Cuando empezaron a buscar a Emilio, sólo tenían una foto. La foto que vieron desde siempre, en la cómoda, bajo el espejo, nada más entrar en la casa de la abuela Hipólita. Con esa imagen en color sepia crecieron Santi y Rafael, hoy con 37 y 36 años. “Ese es el tío Emilio”. Había una imagen más, impactante, el rostro de un hombre con mirada fuerte, entrecejo poblado y camisa blanca levemente abierta. “El tío Benito era muy bueno”. Nada más. Nunca la abuela Hipólita se atrevió a hablar de ellos. Nunca la oyeron decir que los tíos Emilio y Benito, sus hermanos, habían sido asesinados.
Con aquella foto, Santi, Rafael y el padre de ambos, Santiago Fernández, hoy con 64 años, terminaron delante de un agujero, delante de una fosa en la cuneta en un pueblecito de Sevilla, El Álamo. La exhumaron en 2011, sin subvenciones, en familia, con la ayuda desinteresada de la ARMH de León y el apoyo incondicional de personas como Cecilio Gordillo, coordinador del grupo de trabajo sobre memoria histórica de CGT-A. Este mismo sábado, los restos encontrados en aquel agujero, los de Emilio, minero, y un compañero que yacía con él, han sido enterrados junto a la abuela Hipólita en el cementerio de Osuna (Sevilla).
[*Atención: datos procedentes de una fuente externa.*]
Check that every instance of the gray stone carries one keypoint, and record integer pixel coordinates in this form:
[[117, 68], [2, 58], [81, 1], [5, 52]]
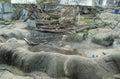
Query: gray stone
[[104, 39], [7, 16], [73, 37], [31, 24], [8, 8]]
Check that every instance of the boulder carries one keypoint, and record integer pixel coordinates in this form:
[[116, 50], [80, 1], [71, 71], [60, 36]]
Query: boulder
[[105, 39], [73, 37]]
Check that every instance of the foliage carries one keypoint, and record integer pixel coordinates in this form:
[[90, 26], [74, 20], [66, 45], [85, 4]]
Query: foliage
[[4, 0]]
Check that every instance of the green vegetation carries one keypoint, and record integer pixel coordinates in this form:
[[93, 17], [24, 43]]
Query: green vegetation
[[4, 0]]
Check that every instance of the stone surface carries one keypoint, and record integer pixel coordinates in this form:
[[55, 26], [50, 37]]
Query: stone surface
[[104, 39]]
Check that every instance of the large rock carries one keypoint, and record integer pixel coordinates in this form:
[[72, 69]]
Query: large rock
[[73, 37], [105, 39]]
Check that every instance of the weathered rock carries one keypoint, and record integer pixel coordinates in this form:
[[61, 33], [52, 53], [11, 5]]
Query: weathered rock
[[31, 24], [73, 37], [104, 39]]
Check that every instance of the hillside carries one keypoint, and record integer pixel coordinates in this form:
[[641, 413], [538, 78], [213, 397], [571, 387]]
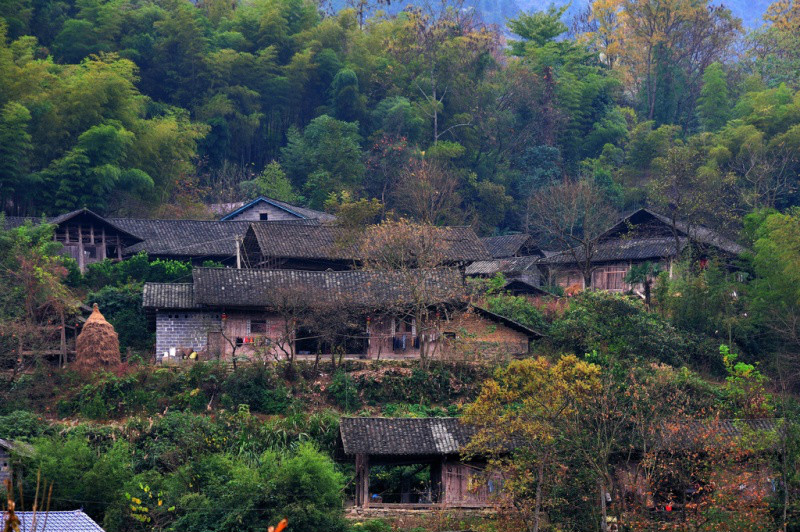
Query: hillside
[[413, 272]]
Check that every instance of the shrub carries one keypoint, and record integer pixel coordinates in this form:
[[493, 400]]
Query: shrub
[[22, 425], [620, 326], [258, 387]]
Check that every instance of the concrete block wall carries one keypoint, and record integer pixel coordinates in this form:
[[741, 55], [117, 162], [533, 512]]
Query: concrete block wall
[[183, 329]]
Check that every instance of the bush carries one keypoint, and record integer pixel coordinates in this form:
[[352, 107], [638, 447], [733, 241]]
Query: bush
[[122, 307], [22, 425], [343, 391], [308, 491], [519, 309], [620, 326], [82, 475], [258, 387]]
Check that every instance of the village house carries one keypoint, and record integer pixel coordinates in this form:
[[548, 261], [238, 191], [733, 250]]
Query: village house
[[53, 521], [434, 444], [508, 246], [643, 236], [266, 209], [282, 314], [321, 247], [87, 237]]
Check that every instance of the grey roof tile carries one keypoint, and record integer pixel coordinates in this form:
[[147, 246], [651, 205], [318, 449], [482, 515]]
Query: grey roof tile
[[506, 245], [623, 249], [169, 296], [403, 436], [268, 288], [71, 521], [286, 241]]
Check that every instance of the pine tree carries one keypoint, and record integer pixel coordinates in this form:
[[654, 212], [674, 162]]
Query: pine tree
[[713, 106]]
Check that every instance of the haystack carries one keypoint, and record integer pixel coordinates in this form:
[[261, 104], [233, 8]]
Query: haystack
[[98, 344]]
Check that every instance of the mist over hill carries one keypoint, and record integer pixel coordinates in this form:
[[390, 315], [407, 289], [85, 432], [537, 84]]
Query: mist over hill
[[498, 12]]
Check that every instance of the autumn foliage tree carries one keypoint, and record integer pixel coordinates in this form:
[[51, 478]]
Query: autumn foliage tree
[[520, 415], [34, 303]]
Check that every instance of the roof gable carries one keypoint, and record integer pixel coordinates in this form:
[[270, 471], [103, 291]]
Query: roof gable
[[646, 223], [295, 210], [12, 222], [169, 296], [403, 436], [510, 246], [184, 238], [279, 240]]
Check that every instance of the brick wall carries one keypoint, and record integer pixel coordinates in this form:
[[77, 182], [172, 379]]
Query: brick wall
[[184, 329]]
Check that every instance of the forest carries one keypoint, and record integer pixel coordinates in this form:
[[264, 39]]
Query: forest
[[155, 109], [427, 115]]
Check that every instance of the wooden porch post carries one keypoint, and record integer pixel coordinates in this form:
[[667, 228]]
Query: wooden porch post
[[362, 480], [63, 353], [81, 257], [437, 481], [102, 255]]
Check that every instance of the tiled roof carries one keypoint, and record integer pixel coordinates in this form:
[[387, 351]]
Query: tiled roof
[[281, 240], [623, 249], [12, 222], [505, 246], [300, 212], [509, 265], [184, 238], [72, 521], [286, 241], [16, 221], [378, 289], [715, 432], [18, 447], [403, 436], [644, 221], [169, 296]]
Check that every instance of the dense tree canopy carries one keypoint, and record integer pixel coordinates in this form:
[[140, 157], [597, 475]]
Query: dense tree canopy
[[124, 106]]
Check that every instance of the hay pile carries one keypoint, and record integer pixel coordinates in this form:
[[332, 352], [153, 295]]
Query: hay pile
[[97, 346]]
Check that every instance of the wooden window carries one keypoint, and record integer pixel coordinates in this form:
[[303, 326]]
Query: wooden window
[[611, 278], [570, 278], [258, 326]]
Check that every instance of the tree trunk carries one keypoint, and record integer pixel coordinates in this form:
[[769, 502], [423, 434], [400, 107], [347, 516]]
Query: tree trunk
[[537, 509], [603, 509]]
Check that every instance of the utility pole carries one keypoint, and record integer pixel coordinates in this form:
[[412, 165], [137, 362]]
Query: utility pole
[[238, 253]]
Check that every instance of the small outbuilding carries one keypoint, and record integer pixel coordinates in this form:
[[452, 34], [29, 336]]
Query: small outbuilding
[[433, 442], [71, 521]]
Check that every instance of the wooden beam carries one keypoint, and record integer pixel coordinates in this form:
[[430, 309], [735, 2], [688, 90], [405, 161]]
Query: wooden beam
[[362, 480], [81, 257]]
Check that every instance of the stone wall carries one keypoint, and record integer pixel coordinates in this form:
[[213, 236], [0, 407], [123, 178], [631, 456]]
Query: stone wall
[[184, 329]]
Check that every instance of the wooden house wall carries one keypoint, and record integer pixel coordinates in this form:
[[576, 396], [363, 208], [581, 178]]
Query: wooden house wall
[[88, 243], [203, 331], [485, 336], [608, 277], [466, 485]]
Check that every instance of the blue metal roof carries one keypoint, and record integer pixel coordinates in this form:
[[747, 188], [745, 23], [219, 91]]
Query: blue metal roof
[[71, 521]]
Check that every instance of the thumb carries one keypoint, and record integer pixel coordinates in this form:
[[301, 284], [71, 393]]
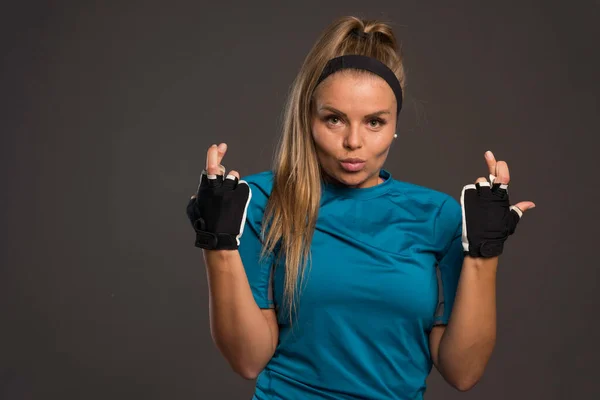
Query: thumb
[[525, 205]]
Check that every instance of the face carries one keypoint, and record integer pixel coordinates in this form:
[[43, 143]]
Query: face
[[353, 125]]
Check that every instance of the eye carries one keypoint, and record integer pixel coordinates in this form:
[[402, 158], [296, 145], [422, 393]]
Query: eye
[[376, 122], [332, 119]]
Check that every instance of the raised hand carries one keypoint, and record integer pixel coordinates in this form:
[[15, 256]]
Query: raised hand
[[488, 216], [218, 208]]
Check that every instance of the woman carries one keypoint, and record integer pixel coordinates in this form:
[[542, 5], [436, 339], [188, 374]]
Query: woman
[[328, 278]]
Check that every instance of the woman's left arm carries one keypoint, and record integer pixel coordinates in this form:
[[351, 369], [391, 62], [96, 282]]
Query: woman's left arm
[[461, 350]]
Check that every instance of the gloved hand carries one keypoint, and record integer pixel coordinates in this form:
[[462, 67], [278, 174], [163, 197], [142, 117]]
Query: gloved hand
[[217, 211], [488, 217]]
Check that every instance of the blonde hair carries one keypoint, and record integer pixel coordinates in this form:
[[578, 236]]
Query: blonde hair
[[292, 210]]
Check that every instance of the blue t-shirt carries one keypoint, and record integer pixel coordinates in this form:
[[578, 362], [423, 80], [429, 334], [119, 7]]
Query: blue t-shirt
[[385, 264]]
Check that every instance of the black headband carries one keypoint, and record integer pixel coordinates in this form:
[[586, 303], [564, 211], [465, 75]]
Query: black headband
[[368, 64]]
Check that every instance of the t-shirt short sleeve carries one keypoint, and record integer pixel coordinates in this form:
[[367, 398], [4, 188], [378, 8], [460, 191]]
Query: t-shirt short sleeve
[[450, 260], [259, 270]]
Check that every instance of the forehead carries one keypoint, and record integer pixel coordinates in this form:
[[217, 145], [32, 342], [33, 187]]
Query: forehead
[[352, 87]]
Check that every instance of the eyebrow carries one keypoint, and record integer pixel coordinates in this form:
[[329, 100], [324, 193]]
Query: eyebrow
[[334, 110]]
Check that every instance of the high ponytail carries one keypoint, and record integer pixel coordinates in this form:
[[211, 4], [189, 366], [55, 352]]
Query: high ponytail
[[292, 210]]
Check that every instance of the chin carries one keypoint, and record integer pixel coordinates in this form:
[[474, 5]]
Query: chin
[[351, 179]]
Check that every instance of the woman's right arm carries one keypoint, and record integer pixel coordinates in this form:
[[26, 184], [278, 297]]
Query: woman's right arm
[[245, 334]]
También en familia.
Es el final de un proceso que comenzó con una promesa a Hipólita un instante después de morir, hace más de diez años. Santiago padre volcó desde entonces su vida a encontrar los restos de su tío Emilio. El testimonio de un familiar emigrante -la tía Esperanza- que había regresado de Bruselas al pueblo fue clave para localizar la fosa. “A esos hombres los mataron, no murieron en una trinchera, como mucha gente todavía hoy nos intenta hacer creer diciendo que son cosas que pasan en las guerras. No, no. Mi tío Emilio, que pertenecía a la CNT, fue a entregarse porque le dijeron que no le pasaría nada y lo fusilaron. Por motivos políticos”, reflexiona Santi. Su hermano Rafael, que acudió por primera vez a un acto de memoria histórica en 2004, en el cementerio de la Almudena de Madrid, “casi sin ganas” porque tuvo que madrugar, entiende ahora muchas cosas. Entiende por qué cuando él se declaró insumiso, y estuvo en búsqueda y captura, y fue a la cárcel, su abuela Hipólita sintió tantísimo miedo.
Santiago Fernández con fotos de sus familiares. // LAURA LEÓN
Santiago Fernández con fotos de sus familiares. // LAURA LEÓN
Santiago padre, con 64 años, no puede ocultar su emoción: “Jamás, jamás. Mi madre jamás habló de ello. Ni odio, ni rencor, ni venganza, ni reproche. Ella tenía 18 años cuando asesinaron a su hermano Benito y 20 cuando mataron a Emilio”. Cada día de los difuntos, ponía unas velitas sobre un recipiente con aceite delante de las fotos y, 24 horas después, las apagaba. “A veces, la veía a ella junto a sus hermanas Ricarda y Plácida, la mayor, hablando. Sólo entre ellas hablaban de eso”, cuenta Santiago padre, que no para de investigar, leer y escudriñar cualquier documento que llega a sus manos.  “La verdad está oculta. Las cosas son muy diferentes de cómo nos las contaron”, afirma.
Desde que fueron exhumados, los restos de su tío Emilio y su compañero minero, José María Martín, han permanecido en Astorga (León). Los ácidos del suelo donde estuvieron tirados como perros más de 70 años han impedido identificarlos mediante el ADN. Pero tienen la certeza, por las investigaciones, de que son ellos. “Esto nos ha cambiado la vida”, continúa Santiago padre. Han enterrado al tío Emilio. Sí. Pero la lucha continúa: “Buscaré también a mi tío Benito, aunque es más complicado porque la finca donde supuestamente está enterrado, también en las proximidades de El Álamo, es muy extensa“. “La República fue un régimen democrático. Ya fueron vencidos, asesinados, esclavizados… como para tener que seguir callando”, concluye.
Sus hijos Santi y Rafael, la nueva generación que seguirá reivindicando los valores por los que fueron asesinados sus tíos, comprenden hoy las historias que escondían aquellas dos fotografías antiguas, a las que la abuela Hipólita, en silencio, iba sumando la de sus nietos, en color, vestidos de comunión.